HENLEY, Robert (c.1708-72), of The Grange, Alresford, Hants.

Published in The History of Parliament: the House of Commons 1754-1790, ed. L. Namier, J. Brooke., 1964
Available from Boydell and Brewer



1747 - 30 June 1757

Family and Education

b. c.1708, 2nd s. of Anthony Henley, M.P., by Mary, da. and coh. of Hon. Peregrine Bertie, 2nd s. of Montagu, 2nd Earl of Lindsey.  educ. Westminster 1720; St. John’s, Oxf. 1724; fellow of All Souls 1727; I. Temple 1729, called 1732.  m. 19 Nov. 1743, Jane, da. of Sir John Huband, 2nd Bt., of Ipsley, Warws., sis. and coh. of Sir John Huband, 3rd Bt., 3s. 5da.  suc.bro. 1746;  kntd. 29 Oct. 1756; cr. Baron Henley 27 Mar. 1760; Earl of Northington 19 May 1764.

Offices Held

K.C. 1751; bencher, I. Temple 1751; recorder of Bath 1751; solicitor-gen. to Prince of Wales 1751-4, attorney-gen. to him 1754-6; attorney-gen. Nov. 1756-June 1757; P.C. 30 June 1757; ld. keeper June 1757-Jan. 1761; ld. chancellor Jan. 1761-July 1766; ld. lt. Hants 1764-71; ld. pres. of the Council July 1766-Dec. 1767.


Henley, an ambitious lawyer, was a former Leicester House man who went over to the Pelhams after the Prince of Wales’s death in 1751. When Sir Richard Lloyd was made solicitor-general in 1754, Hardwicke instructed Charles Yorke to write to Henley explaining the reason for this appointment, and adding:

With respect to yourself, you were not forgotten, and I have lord chancellor’s direction to tell you that he was not wanting to do you justice to the King and that he persuades himself he has possessed his Majesty with an opinion of you which will make him open to future applications in your favour.

The letter went on to assure Henley of Hardwicke’s support for his claim to succeed to the vacant post of attorney-general to the Prince of Wales, to which he was duly appointed, being succeeded as the Prince’s solicitor-general by Charles Yorke.1

On the death of Lord Chief Justice Ryder in 1756 Henley wrote to Hardwicke:2

The great kindness I received from your Lordship (when on a late occasion you were pleased to mention your favourable intention towards me) induceth me on this great event in the profession ... to throw myself on your Lordship’s protection. I can, my Lord, say nothing for myself, but that my principles with regard to his Majesty and the public are such as your Lordship would approve, and that my morals will ever retain a most unalterable sense of gratitude for your Lordship’s protection at this critical juncture.

On Hardwicke’s recommendation Henley was made attorney-general in succession to William Murray and over the head of Sir Richard Lloyd.
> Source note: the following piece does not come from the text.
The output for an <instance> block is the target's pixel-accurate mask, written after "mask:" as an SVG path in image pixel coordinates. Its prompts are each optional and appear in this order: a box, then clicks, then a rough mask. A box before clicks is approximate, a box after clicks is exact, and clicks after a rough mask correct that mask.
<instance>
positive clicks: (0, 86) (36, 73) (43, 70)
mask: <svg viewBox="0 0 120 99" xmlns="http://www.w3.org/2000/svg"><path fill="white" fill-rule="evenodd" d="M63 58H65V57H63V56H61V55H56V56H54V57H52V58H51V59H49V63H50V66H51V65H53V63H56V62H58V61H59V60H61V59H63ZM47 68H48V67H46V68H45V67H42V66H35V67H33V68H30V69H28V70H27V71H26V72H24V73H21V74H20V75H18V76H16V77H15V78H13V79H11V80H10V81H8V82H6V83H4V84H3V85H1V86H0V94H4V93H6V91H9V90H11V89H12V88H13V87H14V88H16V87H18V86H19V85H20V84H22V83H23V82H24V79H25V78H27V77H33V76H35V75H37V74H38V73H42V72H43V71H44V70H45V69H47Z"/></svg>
Henley retained his post till the formation of the Pitt-Newcastle Coalition, when Pitt insisted that Charles Pratt should be attorney-general. Meanwhile the Great Seal, in commission since Hardwicke’s resignation, had been refused by Mansfield and the master of the rolls, Sir Thomas Clarke, while Lord Chief Justice Willes was unwilling to take it without a peerage. In these circumstances, on Hardwicke’s advice, it was conferred upon Henley, with the style of lord keeper, together with the reversion of a tellership of the Exchequer for his son and a pension of £1,500 p.a. till the tellership fell in. In accordance with precedent, Henley also became Speaker of the House of Lords, without the right to speak or vote there. Hardwicke regarded the appointment3

as the best disposition [of the Great Seal] that could be made at present and much better approved at Westminster Hall than a commission, which is always disliked and should never be continued long. Sir Robert Henley has abilities and law and I hope will do very well, if his health permits of it.

Owing to George II’s aversion to granting peerages, Henley remained for nearly three years, as he put it to Newcastle, in a ‘very disagreeable situation ... with respect to that rank in which (by his Majesty’s grace only) I am placed in the House of Lords’,4 where his decisions in Chancery were liable to be reversed before his face without his being empowered to defend them. At last in 1760 he received a peerage to enable him to officiate as lord high steward at the trial of Lord Ferrers. He was not a regular member of the Effective Cabinet, attended by Hardwicke and Mansfield, till made lord chancellor, 16 Jan. 1761.

He died 14 Jan. 1772.

Ref Volumes: 1754-1790

Author: Sir Lewis Namier


  • 1. Add. 35633, f. 352.
  • 2. Add. 35594, f. 59.
  • 3. Phillimore, Lyttelton, 593-4.
  • 4. Walpole, Mems. Geo. II, iii. 274.